You Make Me Feel like an Unnatural Woman

I’ve always heard that women have these natural, maternal instincts that ensure they know their babies from the moment they are born. Well, I beg to differ. Those of you that know me well know this story, but I must share it to support any other young mothers who think they are supposed to take to child-rearing like a duck to water.  

I can’t swim, and being a first-time mother was much like the YMCA swimming class I took at the age of eight where the instructor threw me in the deep end of the pool (out of sheer frustration with my inability) and I went under three times and sat on the bottom waiting to die.

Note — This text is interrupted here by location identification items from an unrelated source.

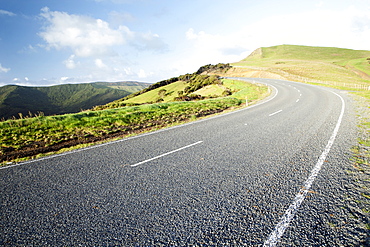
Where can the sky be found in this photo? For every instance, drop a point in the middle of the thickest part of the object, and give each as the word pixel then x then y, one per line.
pixel 52 42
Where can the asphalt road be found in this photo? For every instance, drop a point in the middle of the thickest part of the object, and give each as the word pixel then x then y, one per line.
pixel 223 181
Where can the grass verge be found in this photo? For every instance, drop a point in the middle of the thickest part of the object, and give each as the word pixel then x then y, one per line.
pixel 27 138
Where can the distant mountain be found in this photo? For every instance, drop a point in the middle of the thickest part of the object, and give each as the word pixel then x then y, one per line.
pixel 67 98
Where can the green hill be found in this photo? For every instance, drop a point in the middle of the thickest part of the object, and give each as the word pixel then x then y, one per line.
pixel 202 84
pixel 21 101
pixel 337 67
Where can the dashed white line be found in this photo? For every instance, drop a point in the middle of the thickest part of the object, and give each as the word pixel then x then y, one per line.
pixel 293 208
pixel 272 114
pixel 159 156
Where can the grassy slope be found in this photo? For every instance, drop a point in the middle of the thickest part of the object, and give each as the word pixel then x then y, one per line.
pixel 58 99
pixel 335 67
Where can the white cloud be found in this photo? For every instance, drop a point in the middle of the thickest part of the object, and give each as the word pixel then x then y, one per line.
pixel 3 70
pixel 99 63
pixel 315 28
pixel 84 35
pixel 349 28
pixel 5 12
pixel 70 62
pixel 89 37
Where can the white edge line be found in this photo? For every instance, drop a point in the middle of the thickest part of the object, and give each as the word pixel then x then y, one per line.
pixel 159 156
pixel 293 208
pixel 148 133
pixel 272 114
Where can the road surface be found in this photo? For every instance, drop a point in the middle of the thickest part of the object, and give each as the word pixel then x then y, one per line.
pixel 270 174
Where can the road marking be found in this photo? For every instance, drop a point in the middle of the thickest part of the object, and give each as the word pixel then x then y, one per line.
pixel 159 156
pixel 272 114
pixel 148 133
pixel 293 208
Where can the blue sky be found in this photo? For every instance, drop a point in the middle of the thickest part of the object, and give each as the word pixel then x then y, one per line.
pixel 50 42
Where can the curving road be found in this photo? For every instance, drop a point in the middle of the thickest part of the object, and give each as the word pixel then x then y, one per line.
pixel 232 180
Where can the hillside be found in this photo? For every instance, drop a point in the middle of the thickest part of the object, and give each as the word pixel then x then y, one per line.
pixel 21 101
pixel 336 67
pixel 202 84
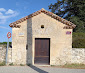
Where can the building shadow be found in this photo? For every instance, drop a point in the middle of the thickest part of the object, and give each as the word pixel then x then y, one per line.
pixel 37 69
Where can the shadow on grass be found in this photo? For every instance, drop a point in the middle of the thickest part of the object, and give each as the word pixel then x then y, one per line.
pixel 38 69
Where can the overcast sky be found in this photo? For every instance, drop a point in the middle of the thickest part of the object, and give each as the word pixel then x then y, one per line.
pixel 12 10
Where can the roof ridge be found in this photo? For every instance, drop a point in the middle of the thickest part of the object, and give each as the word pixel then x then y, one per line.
pixel 45 12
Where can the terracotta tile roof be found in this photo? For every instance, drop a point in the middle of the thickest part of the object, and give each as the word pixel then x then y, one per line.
pixel 69 25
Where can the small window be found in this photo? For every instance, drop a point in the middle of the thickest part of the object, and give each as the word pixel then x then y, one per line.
pixel 42 26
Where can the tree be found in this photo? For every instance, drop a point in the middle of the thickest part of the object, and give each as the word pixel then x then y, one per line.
pixel 73 10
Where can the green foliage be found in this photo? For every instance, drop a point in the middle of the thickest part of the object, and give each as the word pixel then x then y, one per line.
pixel 2 63
pixel 78 40
pixel 73 10
pixel 28 64
pixel 5 43
pixel 75 65
pixel 22 65
pixel 11 64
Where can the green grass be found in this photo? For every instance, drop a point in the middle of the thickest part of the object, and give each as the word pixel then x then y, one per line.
pixel 11 64
pixel 2 63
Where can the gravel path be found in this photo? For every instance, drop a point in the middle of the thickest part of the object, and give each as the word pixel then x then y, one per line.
pixel 35 69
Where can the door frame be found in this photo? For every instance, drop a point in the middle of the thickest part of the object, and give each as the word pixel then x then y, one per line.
pixel 34 50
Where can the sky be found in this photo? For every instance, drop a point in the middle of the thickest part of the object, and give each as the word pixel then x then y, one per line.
pixel 12 10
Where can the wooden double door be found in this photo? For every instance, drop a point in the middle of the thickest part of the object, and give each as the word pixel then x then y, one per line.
pixel 42 51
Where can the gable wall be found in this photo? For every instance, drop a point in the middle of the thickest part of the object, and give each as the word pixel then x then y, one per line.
pixel 60 43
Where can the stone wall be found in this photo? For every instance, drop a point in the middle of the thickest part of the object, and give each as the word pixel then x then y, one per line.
pixel 78 55
pixel 3 54
pixel 59 40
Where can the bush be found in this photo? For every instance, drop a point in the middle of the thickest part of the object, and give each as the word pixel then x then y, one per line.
pixel 78 40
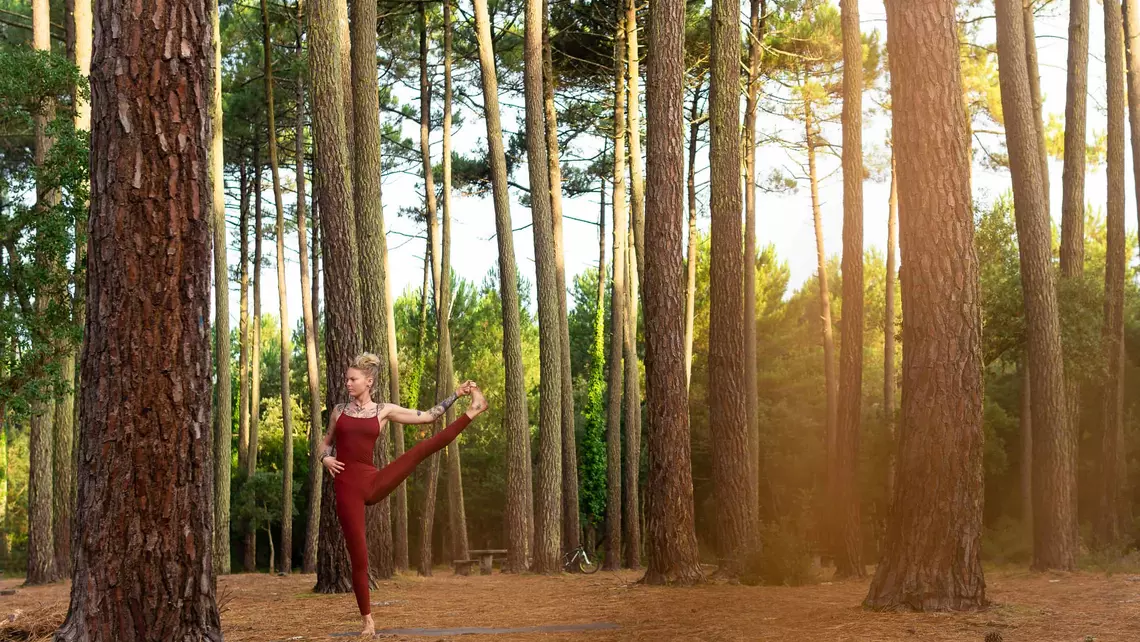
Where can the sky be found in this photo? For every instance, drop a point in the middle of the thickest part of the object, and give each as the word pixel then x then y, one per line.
pixel 783 220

Want to know how far I was from maternal instinct? I breast-fed the wrong baby. No kidding. The delivery of my son had been natural (big mistake) and he had broken my tailbone, so they had loaded me up on Demerol and Tylenol with Codeine .

My son was a red-head that weighed 7 lbs. something (see how natural I am? I can’t even remember his weight!). I hadn’t fed him for the first time yet, and since I was all hopped up on the drugs I was sitting up in bed at 1:00 a.m. waiting eagerly for his appearance.  

The nurse appeared at my door and held my son up saying “Here’s the Kennedy baby!” Well, I thought she was saying he looked like a Kennedy. I burst out laughing and held out my arms in a very natural, mom-like way. She put the child in my arms, and I took a good look. This baby was really big, round, and had a ton of thick, black hair.

“Wow, they change fast, don’t they?” I said, still woozy from the drugs (yes, it was the drugs, not my complete lack of maternal instinct).

That kid latched on like he was the CEO of the La Leche League and looked at me with a bit of curiosity and disgust since my milk hadn’t come in yet. I found out later he was a C-section baby and was five days old. He was working hard for nothing, and I don’t think he appreciated it at all. Once he had finished, we said an awkward goodbye and he was wheeled out. An hour later a nurse appeared at the door with a red-headed baby and said, “Jacob is ready for his first meal.”

Yes, I breastfed Ms. Kennedy’s baby. The nurse came to tell me later, and I laughed for five minutes.  Ms. Kennedy was not nearly as amused.

So, the next time somebody lectures a young woman on how mothering is a natural instinct, please use my story to prove them wrong and alleviate the guilt of young mothers everywhere who are floundering and splashing in the deep end of new motherhood.